Isaac Beacroft

Personal information
- Nationality: Australian
- Born: 18 July 2007 (age 19)

Sport
- Country: Australia
- Sport: Athletics
- Event: Race walking

Achievements and titles
- Personal bests: 5000 m: 19:23.96 (Sydney, 2024) AU20R 10,000 m: 38:02.68 (Sydney, 2025) WU20R Road 10 km 39:56 (Antalya, 2024) AU20R

Medal record
Men's athletics
Representing Australia
Commonwealth Games
| Gold medal – first place | 2026 Glasgow | 10000 m walk |
World U20 Championships
| Gold medal – first place | 2026 Eugene | 5000 m walk |
World University Games
| Silver medal – second place | 2025 Bochum | 20 km walk (team) |
World Team Championships (U20)
| Gold medal – first place | 2024 Antalya | 10 km walk |
| Silver medal – second place | 2026 Brasilia | 10 km walk |
| Bronze medal – third place | 2024 Antalya | 10 km (team) |
| Bronze medal – third place | 2026 Brasilia | 10 km (team) |

= Isaac Beacroft =

Australian athlete (born 2007)

Isaac Beacroft (born 18 July 2007) is an Australian race walker. He is the under-20 world record holder in the 10,000 metres race walk and World
Under-20 champion in the 5,000 metres race walk. He won the gold medal in the 10,000 metres race walk at the 2026 Commonwealth Games.

Beacroft also won gold in the U20 men's 10 km race at the 2024 World Athletics Race Walking Team Championships, and silver in the individual, and bronze in the team event, at the same championships in 2026.

==Early life==
Based in Blacktown, New South Wales, he is coached by his father David who was a junior race walker. He attended Oakhill College in Sydney. As well as pursuing athletics he was a member of Australian rules football club Greater Western Sydney Giants academy.

==Career==
He set the fastest 5000 m time by an under-17 race walker in world history in December 2023 with a time of 19:31.21, just 1.07 seconds short of breaking the under-18 world record.

He won gold in the U20 men's 10 km race at the 2024 World Athletics Race Walking Team Championships in Antalya, Turkey, in April 2024, setting an Oceanian U20 record time of 39:56. He was still 16 years-old at the time and it was his first ever competition outside of Australia and only his second ever race on the road. He was also the youngest winner since Colombia's Eider Arevalo in 2010. He finished fourth on the track in the 10,000 m race walk at the 2024 World Athletics U20 Championships in Lima, Peru, in August 2024, setting an Oceanian U20 record of 39:36.39.

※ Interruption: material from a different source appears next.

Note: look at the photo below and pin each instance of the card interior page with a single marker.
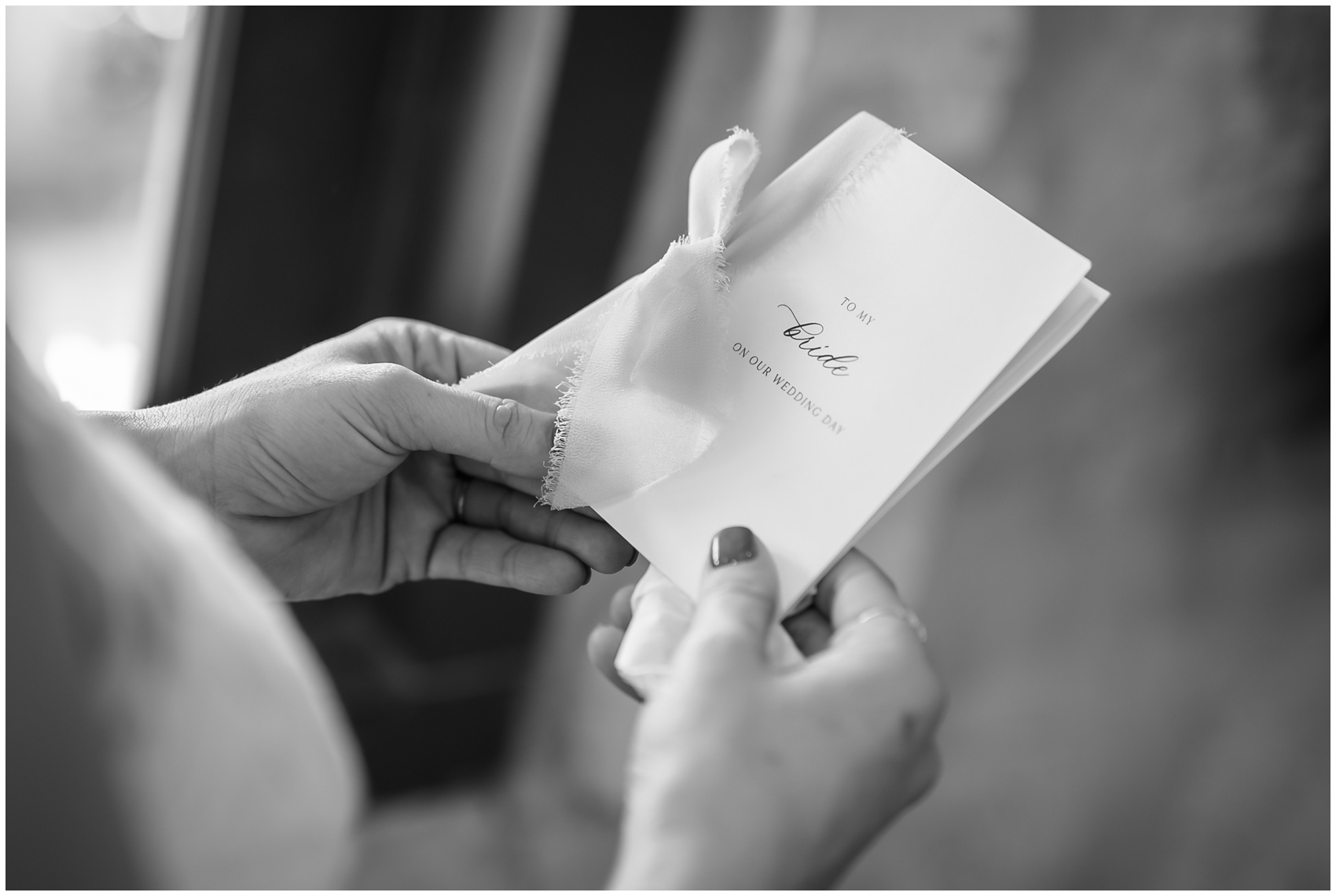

He was awarded a Sport Australia Hall of Fame awards scholarship in September 2024. He won the Australian U20 10,000 m title in April 2025. He was selected for the 2025 Summer World University Games in Bochum, and recorded a personal best of 1:22.37 to finish 10th in the 20 km road walk.

In December 2025, he set a new world under-20 record at the New South Wales 10,000m Race Walk Championships, winning in a time of 38:02.68. The time also broke the Australian Open record previously held by Declan Tingay. The following month, he won the Australian Athletics 10,000m Race Walking Championships. In April, he won the silver medal in the individual U20 race and bronze in the team event at the 2026 World Athletics Race Walking Team Championships in Brazil. On 31 July, he won the gold medal in the 10,000 metres race walk at the 2026 Commonwealth Games in Glasgow, Scotland ahead of Stephen Ndangiri of Kenya, with the race coming down to the final two hundred metres.